If anyone gives you an answer to this, I would really like to know the answer. We have been together 20 years Feb. 15 and married 18. My husband said the same thing. I was finally over it and offered a plan for separation. He said he must not be ready because he hadn't thought that far ahead. But, he's still being a jerk.


----------



## MRB (Sep 4, 2010)

lonely one said:


> If anyone gives you an answer to this, I would really like to know the answer. We have been together 20 years Feb. 15 and married 18. My husband said the same thing. I was finally over it and offered a plan for separation. He said he must not be ready because he hadn't thought that far ahead. But, he's still being a jerk.
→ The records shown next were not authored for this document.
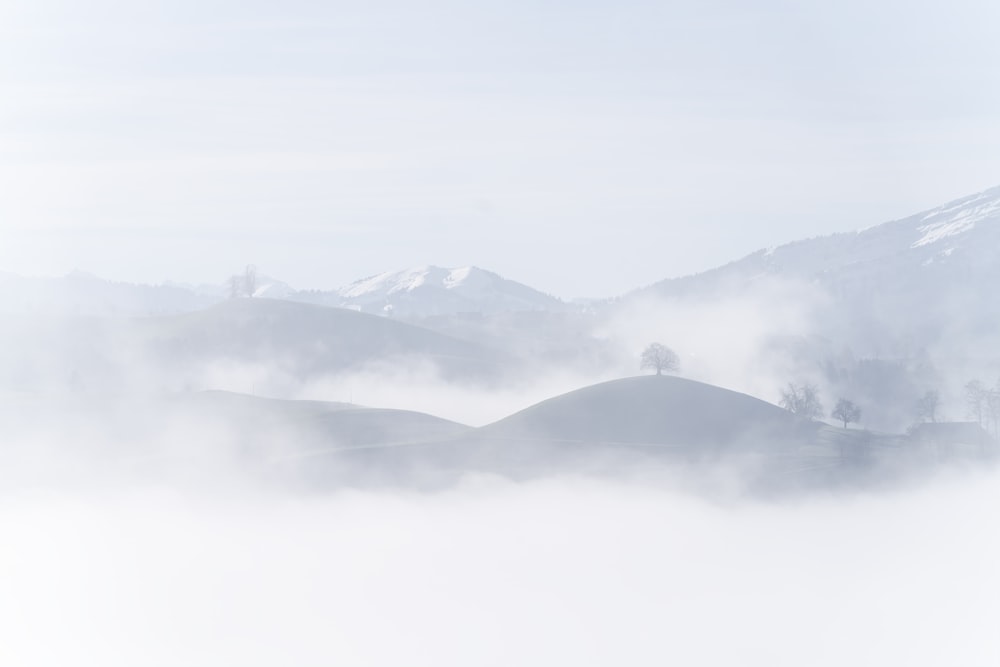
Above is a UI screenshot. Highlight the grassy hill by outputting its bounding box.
[480,376,812,454]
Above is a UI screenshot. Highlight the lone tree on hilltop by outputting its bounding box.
[639,343,681,375]
[779,382,823,419]
[830,398,861,428]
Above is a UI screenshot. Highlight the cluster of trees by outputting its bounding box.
[965,380,1000,435]
[779,382,861,428]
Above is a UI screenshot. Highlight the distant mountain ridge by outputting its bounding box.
[292,266,567,317]
[637,187,1000,294]
[632,187,1000,353]
[0,266,572,318]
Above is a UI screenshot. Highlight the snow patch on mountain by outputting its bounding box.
[295,266,567,317]
[910,191,1000,248]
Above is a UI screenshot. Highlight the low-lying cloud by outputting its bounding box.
[0,464,1000,667]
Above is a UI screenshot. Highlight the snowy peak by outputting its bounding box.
[307,266,565,317]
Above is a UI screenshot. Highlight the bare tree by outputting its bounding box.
[916,389,941,422]
[639,343,681,375]
[243,264,257,297]
[779,382,823,419]
[830,398,861,428]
nobody has an answer I guess...
how are things with you? better i hope? have you left the home for any length of time? i left for only 1 night but seeing me drive away with the kids scared my husband. he called me about an hour after we left and apologized. 
we are currently working on things....


----------



## Rob1980 (Feb 7, 2013)

I don't feel like I am in any great position to offer any great advice as I am going through something similar however I just wanted you to know others are going through this with you. 

I hope everything works out for all off us.


----------



## MRB (Sep 4, 2010)

Rob1980 said:


> I don't feel like I am in any great position to offer any great advice as I am going through something similar however I just wanted you to know others are going through this with you.
> 
> I hope everything works out for all off us.


hi Rob. sorry things are bad for you too. My husband isn't trying to make progress at all. in fact there is this depressed feeling that is suffocating me right now. it feels like nothing is getting better and that my husband has no feelings for me.


----------